Me quedo, entre tantas, también con esta frase de un poema de Maga Cervellera:
Siento un agujero en mi panza.
Extraño sus pies estirando mi piel.
- Nacemos para siempre es un libro que abre conversación porque está lleno de preguntas.
¿Hay algo más tremendo que ver morir a un hijo en el inicio de la vida?
¿Cuánto dura un duelo?
¿Se puede llorar con los ojos cerrados?
¿Qué pasa con ese cuerpo amputado, cómo ir hacia la rehabilitación de un cuerpo fragmentado?
¿Cómo acompañar a alguien en duelo?
¿Cómo dejarme asistir por otros si estoy en duelo?
¿Cómo interpretar qué necesitamos a cada momento?
¿Es posible volver a ser la misma de antes cuando el dolor se apacigua, cuando el tiempo pasa?
¿Existe la reparación?
Algunas de esas preguntas no tienen respuestas pero leerlas escuchando la voz de Paula me pareció un hallazgo: qué tesoro formularlas y que este libro sea una vía para buscar las respuestas.
- Nacemos para siempre es un conversación sobre el sistema de salud
Paula cuenta la historia completa de la marca que tiene en su cuerpo y en su corazón. A través del relato de la muerte de su bebé, hace foco, una vez más, en lo que muchas mujeres denuncian (denunciamos) desde hace demasiados años. No es menor volver a decirlo, sumarle capas de complejidad, nuevas experiencias y aprendizajes, otras palabras y relatos.
Se trata de volver a preguntar, indagar, escarbar: qué hace el sistema de salud con nuestros cuerpos y nuestras mentes, por qué nos violenta, por qué no nos acompaña mejor en esta etapa vital y transformadora que es la maternidad, tanto cuando hay vida como cuando llega la muerte.
Paula se pregunta: ¿A quién se le ocurre decirle a una mamá que acaba de escuchar que su bebé tiene un 50 % de probabilidades de morir al nacer que se quede tranquila, que no se preocupe, no llore, que piense que todo estará bien?
Paula se pregunta si los profesionales de la salud están formados para afrontar la muerte perinatal.
Si reciben capacitación durante la carrera o en sus ámbitos laborales.
Si se habla de la muerte y el duelo en los espacios de formación de médicos, enfermeros y psicólogos.
Si alguien piensa en cuidar la salud mental de quienes cuidan.

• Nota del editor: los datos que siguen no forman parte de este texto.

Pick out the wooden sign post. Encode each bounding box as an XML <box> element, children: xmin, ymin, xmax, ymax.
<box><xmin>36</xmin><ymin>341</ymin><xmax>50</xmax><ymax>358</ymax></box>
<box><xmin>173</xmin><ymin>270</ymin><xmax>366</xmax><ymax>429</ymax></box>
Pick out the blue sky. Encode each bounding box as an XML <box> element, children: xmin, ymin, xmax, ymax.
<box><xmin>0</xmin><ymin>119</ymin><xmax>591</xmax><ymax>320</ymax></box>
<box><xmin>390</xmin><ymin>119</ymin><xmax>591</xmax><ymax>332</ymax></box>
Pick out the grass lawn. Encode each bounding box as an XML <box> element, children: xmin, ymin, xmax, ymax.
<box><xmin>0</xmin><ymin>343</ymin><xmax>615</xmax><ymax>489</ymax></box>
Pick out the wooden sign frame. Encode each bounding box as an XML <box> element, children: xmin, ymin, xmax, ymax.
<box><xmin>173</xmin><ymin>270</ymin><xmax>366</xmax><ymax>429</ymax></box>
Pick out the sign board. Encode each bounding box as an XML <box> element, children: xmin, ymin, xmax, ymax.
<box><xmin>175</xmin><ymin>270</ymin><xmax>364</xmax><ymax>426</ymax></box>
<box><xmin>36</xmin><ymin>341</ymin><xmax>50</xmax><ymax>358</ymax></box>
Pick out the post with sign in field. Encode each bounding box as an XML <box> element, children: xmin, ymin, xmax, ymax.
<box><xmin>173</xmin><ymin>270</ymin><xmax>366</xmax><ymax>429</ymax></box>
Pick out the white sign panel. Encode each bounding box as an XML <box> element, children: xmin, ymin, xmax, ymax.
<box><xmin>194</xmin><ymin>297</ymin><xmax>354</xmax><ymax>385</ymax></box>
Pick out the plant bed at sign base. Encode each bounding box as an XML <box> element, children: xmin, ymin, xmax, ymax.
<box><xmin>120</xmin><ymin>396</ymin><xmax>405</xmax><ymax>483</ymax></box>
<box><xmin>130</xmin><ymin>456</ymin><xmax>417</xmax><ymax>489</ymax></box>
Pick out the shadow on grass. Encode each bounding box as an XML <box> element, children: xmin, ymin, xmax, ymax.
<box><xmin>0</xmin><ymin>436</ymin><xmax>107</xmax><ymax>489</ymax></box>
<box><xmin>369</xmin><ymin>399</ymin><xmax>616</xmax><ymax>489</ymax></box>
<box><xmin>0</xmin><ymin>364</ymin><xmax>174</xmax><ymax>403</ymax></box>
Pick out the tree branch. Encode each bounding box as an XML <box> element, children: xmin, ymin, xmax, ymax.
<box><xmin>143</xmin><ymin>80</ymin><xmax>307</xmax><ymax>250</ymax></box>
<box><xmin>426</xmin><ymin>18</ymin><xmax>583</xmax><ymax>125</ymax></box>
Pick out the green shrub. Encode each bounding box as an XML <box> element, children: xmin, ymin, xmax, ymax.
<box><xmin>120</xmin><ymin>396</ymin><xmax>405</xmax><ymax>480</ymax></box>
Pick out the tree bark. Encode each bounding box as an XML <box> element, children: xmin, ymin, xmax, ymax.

No es un detalle volver a decirlo, tiene todo el valor:
“Si un bebé fallece en gestación o al tiempo de nacer, la mujer tiene derecho a parirlo, verlo, tocarlo, acunarlo, fotografiarlo, tomarle sus huellas, recortar un trozo de cabello, vestirlo y despedirse. Tiene derecho al acceso a sus restos y poder hacer la ceremonia de despedida que considere. También tiene derecho a ser reconocida como su madre y que él o ella sea reconocido como hijo o hija, parte de la familia y miembro de la sociedad.”
Pensar el duelo desde el agradecimiento -dice finalmente Paula- puede dar lugar a destellos de alegría de ese tiempo compartido, aunque haya sido ínfimo, aunque sea injusto y desolador.
Y si todos, profesionales de la salud, familia, amigos y amigas, acompañamos dando ese espacio, quizás podamos hacer de este mundo un lugar un poco más tierno y amable.